Last year we wrote about Positivo, who are locally manufacturing laptops in Rwanda. It was big news because manufacturing has long been dwindling in Africa, due to the the power of Asia. Slowly, but surely, manufacturing is making a comeback to the African continent and tech companies are at the forefront.
This month, Positivo has once again made the news, this time alongside Jomo Kenyatta University of Agriculture and Technology. The Kenyan government is insistent that its students of all levels are ICT literate, and for this they need to have access to computers and tablets. Positivo and JKUAT have assembled the 2000 tablets at a plant located on the university campus. This tablets will be distributed to schools across 21 different counties.
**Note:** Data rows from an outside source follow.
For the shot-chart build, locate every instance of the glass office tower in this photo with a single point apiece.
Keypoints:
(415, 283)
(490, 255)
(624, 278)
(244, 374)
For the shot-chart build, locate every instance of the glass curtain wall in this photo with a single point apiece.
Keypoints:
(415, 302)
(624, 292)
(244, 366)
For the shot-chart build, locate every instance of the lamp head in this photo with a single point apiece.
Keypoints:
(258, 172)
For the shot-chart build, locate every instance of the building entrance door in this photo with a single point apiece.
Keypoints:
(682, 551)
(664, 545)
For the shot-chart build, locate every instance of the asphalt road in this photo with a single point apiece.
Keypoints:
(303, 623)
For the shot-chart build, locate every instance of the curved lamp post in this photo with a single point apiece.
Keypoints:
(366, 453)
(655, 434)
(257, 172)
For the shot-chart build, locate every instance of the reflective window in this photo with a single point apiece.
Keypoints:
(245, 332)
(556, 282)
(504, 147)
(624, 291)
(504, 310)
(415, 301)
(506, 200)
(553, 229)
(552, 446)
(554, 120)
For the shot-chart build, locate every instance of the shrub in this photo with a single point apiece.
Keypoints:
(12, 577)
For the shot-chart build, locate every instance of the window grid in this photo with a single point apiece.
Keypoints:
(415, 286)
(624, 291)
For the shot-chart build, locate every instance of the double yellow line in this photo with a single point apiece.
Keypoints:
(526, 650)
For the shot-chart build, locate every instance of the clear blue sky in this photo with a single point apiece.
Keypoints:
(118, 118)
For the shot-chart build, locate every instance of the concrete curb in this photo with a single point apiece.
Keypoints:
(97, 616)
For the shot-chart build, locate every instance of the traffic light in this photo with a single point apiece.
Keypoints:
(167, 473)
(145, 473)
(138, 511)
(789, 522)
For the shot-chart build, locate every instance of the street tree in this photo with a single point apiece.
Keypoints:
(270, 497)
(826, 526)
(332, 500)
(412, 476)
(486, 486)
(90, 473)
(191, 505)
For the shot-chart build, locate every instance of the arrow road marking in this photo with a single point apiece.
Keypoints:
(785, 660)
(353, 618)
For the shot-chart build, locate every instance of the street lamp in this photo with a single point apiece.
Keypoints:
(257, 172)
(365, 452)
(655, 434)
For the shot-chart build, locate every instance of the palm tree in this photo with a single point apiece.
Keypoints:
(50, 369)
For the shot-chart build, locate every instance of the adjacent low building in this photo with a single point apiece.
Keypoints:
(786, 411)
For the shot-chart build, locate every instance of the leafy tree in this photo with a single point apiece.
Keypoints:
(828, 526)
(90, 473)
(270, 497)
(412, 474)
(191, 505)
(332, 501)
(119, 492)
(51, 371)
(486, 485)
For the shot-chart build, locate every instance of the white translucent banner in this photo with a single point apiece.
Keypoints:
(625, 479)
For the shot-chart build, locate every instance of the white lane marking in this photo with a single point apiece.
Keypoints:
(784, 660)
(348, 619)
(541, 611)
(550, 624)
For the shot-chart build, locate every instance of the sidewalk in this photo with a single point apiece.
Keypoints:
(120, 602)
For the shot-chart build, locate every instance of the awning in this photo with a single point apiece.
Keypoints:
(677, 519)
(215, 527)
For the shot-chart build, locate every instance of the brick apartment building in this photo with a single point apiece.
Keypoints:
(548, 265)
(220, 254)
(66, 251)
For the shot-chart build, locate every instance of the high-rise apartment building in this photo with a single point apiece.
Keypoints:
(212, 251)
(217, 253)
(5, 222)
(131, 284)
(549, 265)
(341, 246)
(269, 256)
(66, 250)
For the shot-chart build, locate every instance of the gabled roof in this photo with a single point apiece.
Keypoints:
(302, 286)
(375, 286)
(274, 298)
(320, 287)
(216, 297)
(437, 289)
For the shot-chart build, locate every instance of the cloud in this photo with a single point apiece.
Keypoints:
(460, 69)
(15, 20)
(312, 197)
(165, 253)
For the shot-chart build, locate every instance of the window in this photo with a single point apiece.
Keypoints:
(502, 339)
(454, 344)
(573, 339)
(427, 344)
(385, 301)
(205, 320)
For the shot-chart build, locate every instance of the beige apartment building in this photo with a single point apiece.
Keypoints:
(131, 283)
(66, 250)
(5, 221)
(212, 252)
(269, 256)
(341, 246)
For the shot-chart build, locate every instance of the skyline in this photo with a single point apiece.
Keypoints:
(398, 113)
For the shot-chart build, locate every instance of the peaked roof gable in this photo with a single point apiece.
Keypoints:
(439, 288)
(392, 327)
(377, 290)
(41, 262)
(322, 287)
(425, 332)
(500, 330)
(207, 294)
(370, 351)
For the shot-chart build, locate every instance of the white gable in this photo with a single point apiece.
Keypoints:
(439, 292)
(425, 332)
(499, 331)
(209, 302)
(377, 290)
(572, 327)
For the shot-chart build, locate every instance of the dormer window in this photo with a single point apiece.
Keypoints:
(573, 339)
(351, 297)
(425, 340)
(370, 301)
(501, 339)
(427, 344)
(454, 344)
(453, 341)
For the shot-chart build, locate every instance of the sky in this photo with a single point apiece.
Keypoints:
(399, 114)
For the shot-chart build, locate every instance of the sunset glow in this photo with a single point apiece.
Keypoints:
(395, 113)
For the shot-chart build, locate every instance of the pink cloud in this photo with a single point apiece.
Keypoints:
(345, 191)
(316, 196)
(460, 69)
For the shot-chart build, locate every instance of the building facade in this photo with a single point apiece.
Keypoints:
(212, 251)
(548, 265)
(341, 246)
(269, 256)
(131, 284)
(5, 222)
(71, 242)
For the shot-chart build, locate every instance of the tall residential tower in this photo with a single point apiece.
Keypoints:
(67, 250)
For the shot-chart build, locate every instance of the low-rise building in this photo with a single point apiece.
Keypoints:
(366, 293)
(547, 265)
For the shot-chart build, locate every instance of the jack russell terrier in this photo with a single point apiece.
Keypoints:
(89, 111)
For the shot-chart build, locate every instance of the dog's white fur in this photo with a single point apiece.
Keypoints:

There are many other projects that empower students in primary and secondary schools with technology. The BRCK and other mobile technologies are trying to bring schools online, and assist teachers. This project is exciting because they have the capacity to produce 600 new tablets every day. It will not only speed up the process of empowering Kenyan students but also the model could be used across the continent to increase the level of schooling using tech.
The One-Laptop per Child program finally began in 2016, with the aim, as the name suggests, to give all students access to a solar powered laptop or tablet. So far, 700,000 tablets and laptops that have been distributed have come from from China. The new production line at JKUAT assembles tablets from components that have been sent from China. The main thing though, they are Kenyan made for Kenya!
So what does this mean for the rest of the continent. Kenya has already seen the benefit of finishing the final stage of manufacturing locally. Components are still cheaper to buy from China, but creating manufacturing hubs boosts local economies, creating employment, and cutting the import costs. With employment an issue across the continent, more manufacturing hubs could be the answer. There is huge demand for mobile phones, tablets and laptops. If this demand can be met using local assembly lines, the Africa can benefit massively.
What is also a very positive sign is that firms like Positivo, who are based mainly in Latin America, have seen the benefit of local African manufacturing and are shifting some of their business to the continent. It is not only laptops, phones and tablets that can be manufactured in Africa. Just last December, Volkswagon announced that they would also be opening a production line in Kenya. As well as giving over 600 jobs, this hub also utilises many suppliers from other parts of Africa, further strengthening African manufacturing.